The Institute of Guidance Counselors’ Code consists of four overall ethical principles that subsume a number of specific ethical standards:
Principle 1. Respect for the rights and dignity of the client
Guidance counselors honor and promote the fundamental rights, moral and cultural values, dignity, and worth of clients. They respect clients’ rights to privacy, confidentiality, self-determination and autonomy, consistent with the law. As far as possible, they ensure that the client understands and consents to whatever professional action they propose.
Principle 2: Competence
Guidance counselors maintain and update their professional skills. They recognize the limits of their expertise, engage in self-care, and seek support and supervision to maintain the standard of their work. They offer only those services for which they are qualified by education, training, and experience.
Principle 3: Responsibility
Guidance counselors are aware of their professional responsibility to act in a trustworthy, reputable, and accountable manner toward clients, colleagues, and the community in which they work and live. They avoid doing harm, take responsibility for their professional actions, and adopt a systematic approach to resolving ethical dilemmas.
Principle 4: Integrity
Guidance counselors seek to promote integrity in their practice. They represent themselves accurately and treat others with honesty, straightforwardness, and fairness.
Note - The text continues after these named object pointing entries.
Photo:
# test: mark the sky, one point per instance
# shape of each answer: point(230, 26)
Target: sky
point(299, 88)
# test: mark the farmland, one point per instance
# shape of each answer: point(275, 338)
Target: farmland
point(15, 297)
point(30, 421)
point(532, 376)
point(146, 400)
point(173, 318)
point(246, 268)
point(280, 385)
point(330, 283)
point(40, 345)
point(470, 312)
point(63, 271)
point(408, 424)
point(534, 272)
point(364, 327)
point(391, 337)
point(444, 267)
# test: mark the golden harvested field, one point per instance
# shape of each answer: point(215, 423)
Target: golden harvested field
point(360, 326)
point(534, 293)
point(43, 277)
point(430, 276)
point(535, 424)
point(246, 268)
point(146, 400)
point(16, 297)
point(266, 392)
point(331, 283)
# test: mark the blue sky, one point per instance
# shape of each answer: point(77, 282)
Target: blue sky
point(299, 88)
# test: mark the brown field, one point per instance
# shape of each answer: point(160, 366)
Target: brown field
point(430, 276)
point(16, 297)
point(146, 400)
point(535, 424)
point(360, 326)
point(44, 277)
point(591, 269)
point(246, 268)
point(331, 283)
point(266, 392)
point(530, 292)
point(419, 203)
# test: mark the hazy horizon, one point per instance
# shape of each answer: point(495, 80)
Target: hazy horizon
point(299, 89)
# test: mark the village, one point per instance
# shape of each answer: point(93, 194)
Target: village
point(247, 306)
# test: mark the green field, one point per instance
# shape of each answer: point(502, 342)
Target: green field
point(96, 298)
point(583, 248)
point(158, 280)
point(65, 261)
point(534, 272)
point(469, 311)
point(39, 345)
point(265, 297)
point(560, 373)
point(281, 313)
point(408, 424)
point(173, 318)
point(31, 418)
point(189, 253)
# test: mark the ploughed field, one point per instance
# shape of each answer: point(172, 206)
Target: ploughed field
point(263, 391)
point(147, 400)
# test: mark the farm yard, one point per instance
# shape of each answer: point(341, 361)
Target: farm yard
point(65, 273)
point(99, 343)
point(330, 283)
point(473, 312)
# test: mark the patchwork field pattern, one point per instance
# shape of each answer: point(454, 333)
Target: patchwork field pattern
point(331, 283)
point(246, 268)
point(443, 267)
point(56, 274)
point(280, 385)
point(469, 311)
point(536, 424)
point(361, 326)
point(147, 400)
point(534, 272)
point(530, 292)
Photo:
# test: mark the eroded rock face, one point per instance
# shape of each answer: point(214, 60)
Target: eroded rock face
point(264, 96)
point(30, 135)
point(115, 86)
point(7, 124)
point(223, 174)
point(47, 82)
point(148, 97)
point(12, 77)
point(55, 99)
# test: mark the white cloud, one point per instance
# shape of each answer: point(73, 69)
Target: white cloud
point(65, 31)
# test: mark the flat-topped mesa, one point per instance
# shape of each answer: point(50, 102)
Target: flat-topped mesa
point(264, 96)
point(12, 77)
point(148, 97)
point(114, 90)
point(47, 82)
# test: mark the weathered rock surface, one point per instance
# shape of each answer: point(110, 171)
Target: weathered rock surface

They deal actively with conflicts of interest, avoid exploiting others, and are alert to inappropriate behavior on the part of colleagues.
Many other similar codes exist with the same expectations for ethical conduct. The fundamental principles include the following:
- Respecting human rights and dignity
- Respect for the client’s right to be self-governing
- A commitment to promoting the client’s well-being
- Fostering responsible caring
- Fair treatment of all clients and the provision of adequate services
- Equal opportunity to clients availing counseling services
- Ensuring the integrity of a practitioner-client relationship
- Fostering the practitioner’s self-knowledge and care for self
- Enhancing the quality of professional knowledge and its application
- Responsibility to the society
The Code of Ethics goes into specifics to detail professional behavior from respect for fundamental rights, moral and cultural values, dignity and worth of clients to respect for rights to privacy, confidentiality, self-determination and autonomy, consistent with the law, and ensuring that the client understands and consents to whatever professional action they propose. Hence, Codes define parameters for general respect, privacy and confidentiality, informed consent and freedom of consent, and recognition of limits of competence.